Boston
Pouco passava das oito da noite quando os alertas começaram a chegar. Tal como no Newsroom de Will McAvoy, há computadores a apitar com luzes vermelhas. É importante, portanto.
As primeiras informações são escassas. Duas explosões na maratona de Boston, não se sabe se há vítimas. Últimas horas, mapas, imagens a correr enquanto o pivot diz e repete o pouco que sabe, números para trás e para a frente como é natural quando o assunto é fresco.
Há desde logo um trabalho de bastidores a fazer: na maratona corriam 16 portugueses e é preciso saber como estão.
Ao telespectador, ouvinte ou leitor mais atento, pode chocar a vontade de obter esta informação rapidamente. Numa altura em que se confirmam as vítimas mortais e as dezenas de feridos, quando já se instalam rumores de atentado e se elevam os níveis de vigilância, compreendo que possa parecer um pouco de “umbiguismo” esta urgência em localizar cidadãos que partilham a nossa nacionalidade.
Não é. Primeiro, porque a obtenção desta informação em nada compromete o restante apuramento dos factos. Ninguém deixará de falar nas vítimas, nas implicações ou nos culpados só por procurar os portugueses. Segundo, porque saber que os portugueses estão bem não é uma satisfação em detrimento do estado de saúde de cidadãos de outros países, mas apenas uma constatação. E terceiro, porque esse telespectador, ouvinte ou leitor mais atento pode não ter familiares ou amigos a correr em Boston, mas outros certamente terão.
A proximidade (neste caso de nacionalidade) é um dos critérios que justifica a atenção dada a um acontecimento a tantos quilómetros de distância. Isso e, claro, podermos estar a falar de um atentado num país com antecedentes e com possíveis repercussões na política internacional.
A mesma notícia teria, no entanto, um impacto diferente noutro país. É aí que entra a influência que as agências de notícias e as grandes cadeias norte-americanas têm na informação em Portugal, e que pode e deve ser discutível.
Claro que nos tocou a todos a história de Martin Richard, o menino de oito anos que morreu em Boston após ter abraçado o pai. Os media norte-americanos foram, aliás e como é habitual, rapidíssimos a contar o enredo e continuam incansáveis na procura de familiares e amigos que testemunhem como o menino era perfeito.
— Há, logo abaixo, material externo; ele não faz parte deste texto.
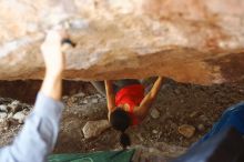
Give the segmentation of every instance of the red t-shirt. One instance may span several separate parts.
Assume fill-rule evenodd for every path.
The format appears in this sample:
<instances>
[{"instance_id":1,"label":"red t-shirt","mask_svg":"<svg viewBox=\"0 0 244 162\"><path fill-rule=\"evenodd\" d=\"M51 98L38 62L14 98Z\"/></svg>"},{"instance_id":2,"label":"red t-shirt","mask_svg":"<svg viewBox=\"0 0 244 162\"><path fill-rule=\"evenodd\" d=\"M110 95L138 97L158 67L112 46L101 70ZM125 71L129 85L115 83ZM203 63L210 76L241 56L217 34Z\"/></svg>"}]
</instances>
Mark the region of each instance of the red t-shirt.
<instances>
[{"instance_id":1,"label":"red t-shirt","mask_svg":"<svg viewBox=\"0 0 244 162\"><path fill-rule=\"evenodd\" d=\"M115 105L128 103L130 107L130 115L132 118L132 124L139 124L138 118L134 115L134 107L140 105L144 98L144 87L142 84L132 84L122 88L115 95Z\"/></svg>"}]
</instances>

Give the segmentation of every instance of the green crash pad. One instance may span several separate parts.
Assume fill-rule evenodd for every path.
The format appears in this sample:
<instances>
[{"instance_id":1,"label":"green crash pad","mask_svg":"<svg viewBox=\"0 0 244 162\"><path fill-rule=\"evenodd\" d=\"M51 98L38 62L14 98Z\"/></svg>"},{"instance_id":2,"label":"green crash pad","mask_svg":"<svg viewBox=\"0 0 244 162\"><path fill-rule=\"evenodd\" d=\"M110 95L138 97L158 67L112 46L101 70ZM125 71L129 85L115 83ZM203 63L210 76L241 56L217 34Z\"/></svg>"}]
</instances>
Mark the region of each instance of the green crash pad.
<instances>
[{"instance_id":1,"label":"green crash pad","mask_svg":"<svg viewBox=\"0 0 244 162\"><path fill-rule=\"evenodd\" d=\"M49 162L130 162L135 150L53 154Z\"/></svg>"}]
</instances>

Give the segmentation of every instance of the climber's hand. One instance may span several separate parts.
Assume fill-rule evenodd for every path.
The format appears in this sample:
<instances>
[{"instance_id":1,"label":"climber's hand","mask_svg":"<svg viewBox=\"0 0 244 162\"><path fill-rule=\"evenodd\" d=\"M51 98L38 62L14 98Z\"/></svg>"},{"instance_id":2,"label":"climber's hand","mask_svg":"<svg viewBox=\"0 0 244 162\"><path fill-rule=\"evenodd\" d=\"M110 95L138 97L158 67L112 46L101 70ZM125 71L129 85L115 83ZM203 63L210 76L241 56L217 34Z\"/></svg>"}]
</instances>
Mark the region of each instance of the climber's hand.
<instances>
[{"instance_id":1,"label":"climber's hand","mask_svg":"<svg viewBox=\"0 0 244 162\"><path fill-rule=\"evenodd\" d=\"M64 55L61 51L62 34L57 30L48 32L41 45L48 75L61 75L64 69Z\"/></svg>"}]
</instances>

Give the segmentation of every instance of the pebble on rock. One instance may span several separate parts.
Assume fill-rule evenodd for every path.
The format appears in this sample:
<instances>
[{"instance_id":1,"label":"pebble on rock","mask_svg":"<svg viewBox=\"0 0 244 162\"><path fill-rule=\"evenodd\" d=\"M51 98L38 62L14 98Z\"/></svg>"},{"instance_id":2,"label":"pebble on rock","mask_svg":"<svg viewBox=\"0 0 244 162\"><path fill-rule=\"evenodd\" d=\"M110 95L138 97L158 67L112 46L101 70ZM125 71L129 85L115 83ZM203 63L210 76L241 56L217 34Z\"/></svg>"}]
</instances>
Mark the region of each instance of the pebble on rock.
<instances>
[{"instance_id":1,"label":"pebble on rock","mask_svg":"<svg viewBox=\"0 0 244 162\"><path fill-rule=\"evenodd\" d=\"M177 128L177 131L180 134L182 134L183 136L190 139L194 135L195 133L195 128L193 125L189 125L189 124L183 124L181 126Z\"/></svg>"},{"instance_id":2,"label":"pebble on rock","mask_svg":"<svg viewBox=\"0 0 244 162\"><path fill-rule=\"evenodd\" d=\"M160 118L160 112L159 112L159 110L153 109L153 110L151 111L151 117L152 117L153 119L159 119L159 118Z\"/></svg>"},{"instance_id":3,"label":"pebble on rock","mask_svg":"<svg viewBox=\"0 0 244 162\"><path fill-rule=\"evenodd\" d=\"M8 112L8 105L1 104L0 105L0 111Z\"/></svg>"},{"instance_id":4,"label":"pebble on rock","mask_svg":"<svg viewBox=\"0 0 244 162\"><path fill-rule=\"evenodd\" d=\"M203 132L203 131L205 130L205 126L204 126L203 124L199 124L199 125L197 125L197 130L199 130L200 132Z\"/></svg>"},{"instance_id":5,"label":"pebble on rock","mask_svg":"<svg viewBox=\"0 0 244 162\"><path fill-rule=\"evenodd\" d=\"M13 117L12 117L14 120L18 120L18 122L20 124L23 123L24 119L26 119L26 115L20 111L20 112L17 112Z\"/></svg>"}]
</instances>

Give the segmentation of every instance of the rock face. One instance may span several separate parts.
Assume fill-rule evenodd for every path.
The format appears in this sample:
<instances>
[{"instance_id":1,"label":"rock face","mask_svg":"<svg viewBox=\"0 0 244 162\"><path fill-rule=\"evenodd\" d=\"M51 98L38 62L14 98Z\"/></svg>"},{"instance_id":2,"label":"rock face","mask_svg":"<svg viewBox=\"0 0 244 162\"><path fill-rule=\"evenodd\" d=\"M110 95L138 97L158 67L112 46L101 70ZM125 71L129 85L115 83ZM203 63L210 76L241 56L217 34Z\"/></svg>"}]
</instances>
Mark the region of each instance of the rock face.
<instances>
[{"instance_id":1,"label":"rock face","mask_svg":"<svg viewBox=\"0 0 244 162\"><path fill-rule=\"evenodd\" d=\"M95 138L110 128L108 120L88 121L82 131L85 139Z\"/></svg>"},{"instance_id":2,"label":"rock face","mask_svg":"<svg viewBox=\"0 0 244 162\"><path fill-rule=\"evenodd\" d=\"M67 79L244 78L242 0L18 0L0 9L0 80L42 78L39 45L58 23L77 43L65 51Z\"/></svg>"}]
</instances>

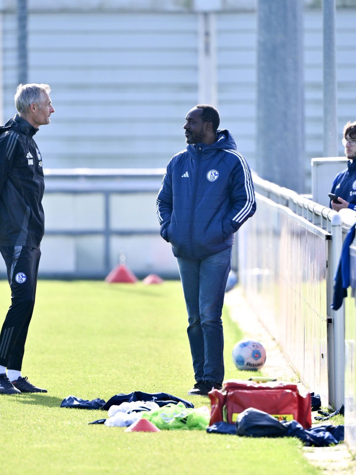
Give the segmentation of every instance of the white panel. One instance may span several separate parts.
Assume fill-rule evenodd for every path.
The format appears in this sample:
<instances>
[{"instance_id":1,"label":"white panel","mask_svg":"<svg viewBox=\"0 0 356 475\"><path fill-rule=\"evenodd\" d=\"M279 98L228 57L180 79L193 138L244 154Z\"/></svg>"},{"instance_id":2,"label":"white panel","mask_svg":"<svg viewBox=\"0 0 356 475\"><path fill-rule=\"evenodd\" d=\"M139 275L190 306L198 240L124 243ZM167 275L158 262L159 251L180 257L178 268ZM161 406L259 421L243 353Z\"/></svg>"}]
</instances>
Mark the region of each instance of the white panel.
<instances>
[{"instance_id":1,"label":"white panel","mask_svg":"<svg viewBox=\"0 0 356 475\"><path fill-rule=\"evenodd\" d=\"M103 236L79 236L75 239L76 270L89 275L105 272Z\"/></svg>"},{"instance_id":2,"label":"white panel","mask_svg":"<svg viewBox=\"0 0 356 475\"><path fill-rule=\"evenodd\" d=\"M157 231L157 191L154 193L112 194L110 197L110 226L112 229Z\"/></svg>"},{"instance_id":3,"label":"white panel","mask_svg":"<svg viewBox=\"0 0 356 475\"><path fill-rule=\"evenodd\" d=\"M41 243L41 273L74 273L76 270L75 238L68 236L45 236Z\"/></svg>"},{"instance_id":4,"label":"white panel","mask_svg":"<svg viewBox=\"0 0 356 475\"><path fill-rule=\"evenodd\" d=\"M170 244L159 234L157 236L115 236L111 238L110 242L112 267L120 263L120 256L123 255L126 265L134 273L148 275L162 272L179 276Z\"/></svg>"},{"instance_id":5,"label":"white panel","mask_svg":"<svg viewBox=\"0 0 356 475\"><path fill-rule=\"evenodd\" d=\"M103 229L104 203L101 193L45 192L43 204L46 230Z\"/></svg>"},{"instance_id":6,"label":"white panel","mask_svg":"<svg viewBox=\"0 0 356 475\"><path fill-rule=\"evenodd\" d=\"M17 71L16 17L7 20L7 118ZM197 24L192 13L30 12L28 81L49 84L56 108L36 137L46 166L165 166L197 103Z\"/></svg>"}]
</instances>

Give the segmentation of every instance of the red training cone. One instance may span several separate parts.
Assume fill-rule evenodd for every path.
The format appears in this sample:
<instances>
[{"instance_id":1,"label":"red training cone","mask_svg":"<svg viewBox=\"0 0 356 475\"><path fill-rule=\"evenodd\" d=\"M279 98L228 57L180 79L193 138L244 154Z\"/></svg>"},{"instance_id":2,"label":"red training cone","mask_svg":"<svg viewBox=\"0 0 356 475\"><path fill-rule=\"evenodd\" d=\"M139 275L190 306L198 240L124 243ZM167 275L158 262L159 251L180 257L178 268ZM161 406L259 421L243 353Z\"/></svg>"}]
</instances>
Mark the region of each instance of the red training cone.
<instances>
[{"instance_id":1,"label":"red training cone","mask_svg":"<svg viewBox=\"0 0 356 475\"><path fill-rule=\"evenodd\" d=\"M142 282L146 285L148 285L150 284L163 284L163 282L164 281L155 274L150 274L149 276L145 277L142 281Z\"/></svg>"},{"instance_id":2,"label":"red training cone","mask_svg":"<svg viewBox=\"0 0 356 475\"><path fill-rule=\"evenodd\" d=\"M125 429L124 432L160 432L160 430L148 419L139 419Z\"/></svg>"},{"instance_id":3,"label":"red training cone","mask_svg":"<svg viewBox=\"0 0 356 475\"><path fill-rule=\"evenodd\" d=\"M132 274L125 264L120 264L114 267L105 278L105 282L109 282L109 284L117 282L133 284L137 280L136 276Z\"/></svg>"}]
</instances>

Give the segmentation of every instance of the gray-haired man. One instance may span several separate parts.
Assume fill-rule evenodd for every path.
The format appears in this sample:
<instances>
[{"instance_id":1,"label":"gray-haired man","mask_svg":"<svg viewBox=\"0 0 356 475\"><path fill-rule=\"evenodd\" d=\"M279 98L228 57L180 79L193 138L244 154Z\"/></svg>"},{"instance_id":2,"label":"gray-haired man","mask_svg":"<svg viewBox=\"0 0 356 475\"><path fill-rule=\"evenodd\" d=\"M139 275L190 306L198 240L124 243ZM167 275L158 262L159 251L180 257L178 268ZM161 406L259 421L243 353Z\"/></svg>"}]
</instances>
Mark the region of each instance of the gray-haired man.
<instances>
[{"instance_id":1,"label":"gray-haired man","mask_svg":"<svg viewBox=\"0 0 356 475\"><path fill-rule=\"evenodd\" d=\"M47 392L21 370L44 231L42 159L33 136L55 112L50 90L47 84L20 84L15 95L19 114L0 127L0 253L11 291L0 332L0 393Z\"/></svg>"}]
</instances>

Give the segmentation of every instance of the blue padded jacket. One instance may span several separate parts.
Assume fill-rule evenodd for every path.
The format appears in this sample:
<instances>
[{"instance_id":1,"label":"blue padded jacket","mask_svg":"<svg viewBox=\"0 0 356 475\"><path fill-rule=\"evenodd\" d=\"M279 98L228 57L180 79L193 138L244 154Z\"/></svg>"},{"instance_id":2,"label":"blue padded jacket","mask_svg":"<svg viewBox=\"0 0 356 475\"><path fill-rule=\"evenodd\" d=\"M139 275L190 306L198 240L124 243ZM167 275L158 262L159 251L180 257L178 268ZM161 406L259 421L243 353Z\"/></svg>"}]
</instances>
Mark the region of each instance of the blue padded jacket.
<instances>
[{"instance_id":1,"label":"blue padded jacket","mask_svg":"<svg viewBox=\"0 0 356 475\"><path fill-rule=\"evenodd\" d=\"M349 160L347 168L336 175L331 193L348 201L347 208L356 211L356 160ZM331 208L331 200L329 206Z\"/></svg>"},{"instance_id":2,"label":"blue padded jacket","mask_svg":"<svg viewBox=\"0 0 356 475\"><path fill-rule=\"evenodd\" d=\"M251 172L233 137L188 145L167 165L157 200L160 234L176 256L201 259L231 247L256 210Z\"/></svg>"}]
</instances>

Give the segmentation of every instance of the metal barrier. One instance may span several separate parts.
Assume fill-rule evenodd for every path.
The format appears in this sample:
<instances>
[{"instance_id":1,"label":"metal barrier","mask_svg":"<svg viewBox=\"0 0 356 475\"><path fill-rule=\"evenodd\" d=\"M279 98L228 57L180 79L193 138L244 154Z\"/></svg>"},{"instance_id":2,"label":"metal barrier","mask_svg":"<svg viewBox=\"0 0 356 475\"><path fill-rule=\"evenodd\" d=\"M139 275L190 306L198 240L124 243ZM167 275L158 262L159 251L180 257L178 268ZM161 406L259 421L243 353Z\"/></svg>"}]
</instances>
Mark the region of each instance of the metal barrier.
<instances>
[{"instance_id":1,"label":"metal barrier","mask_svg":"<svg viewBox=\"0 0 356 475\"><path fill-rule=\"evenodd\" d=\"M323 403L344 401L344 312L330 307L342 245L336 211L253 176L257 209L239 231L240 282Z\"/></svg>"},{"instance_id":2,"label":"metal barrier","mask_svg":"<svg viewBox=\"0 0 356 475\"><path fill-rule=\"evenodd\" d=\"M350 247L351 293L345 311L345 439L356 455L356 241Z\"/></svg>"}]
</instances>

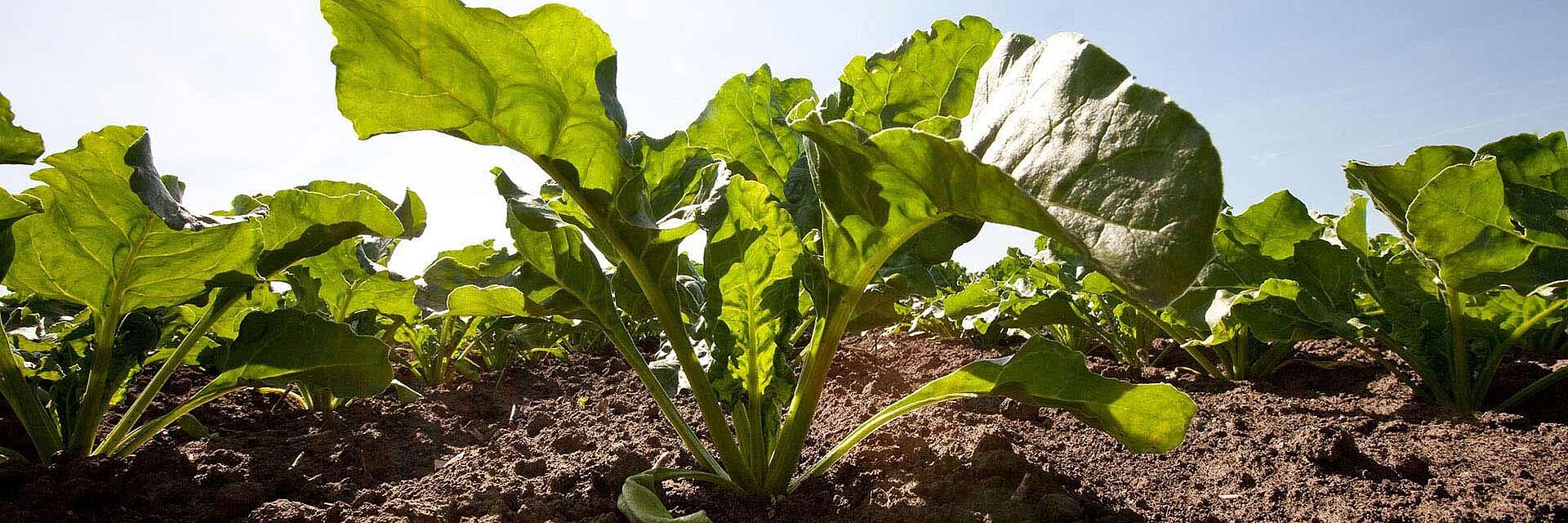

Infelizmente, ele não é mais do que outra vítima do terrorismo, um crime que não deve ter nem nacionalidade, nem proximidade, nem qualquer outro critério que nos leve a encher as redes sociais de mensagens um tudo ou nada parolinhas como “todos somos Boston” ou “pray for Boston”.
Há uma semana, 11 crianças afegãs morreram num bombardeamento da NATO. Apesar do inesperado que é a explosão de duas bombas numa maratona, apesar da existência de imagens ajudar à sensibilização da opinião pública, apesar do historial dos EUA, ainda assim, o Martin não é mais do que elas.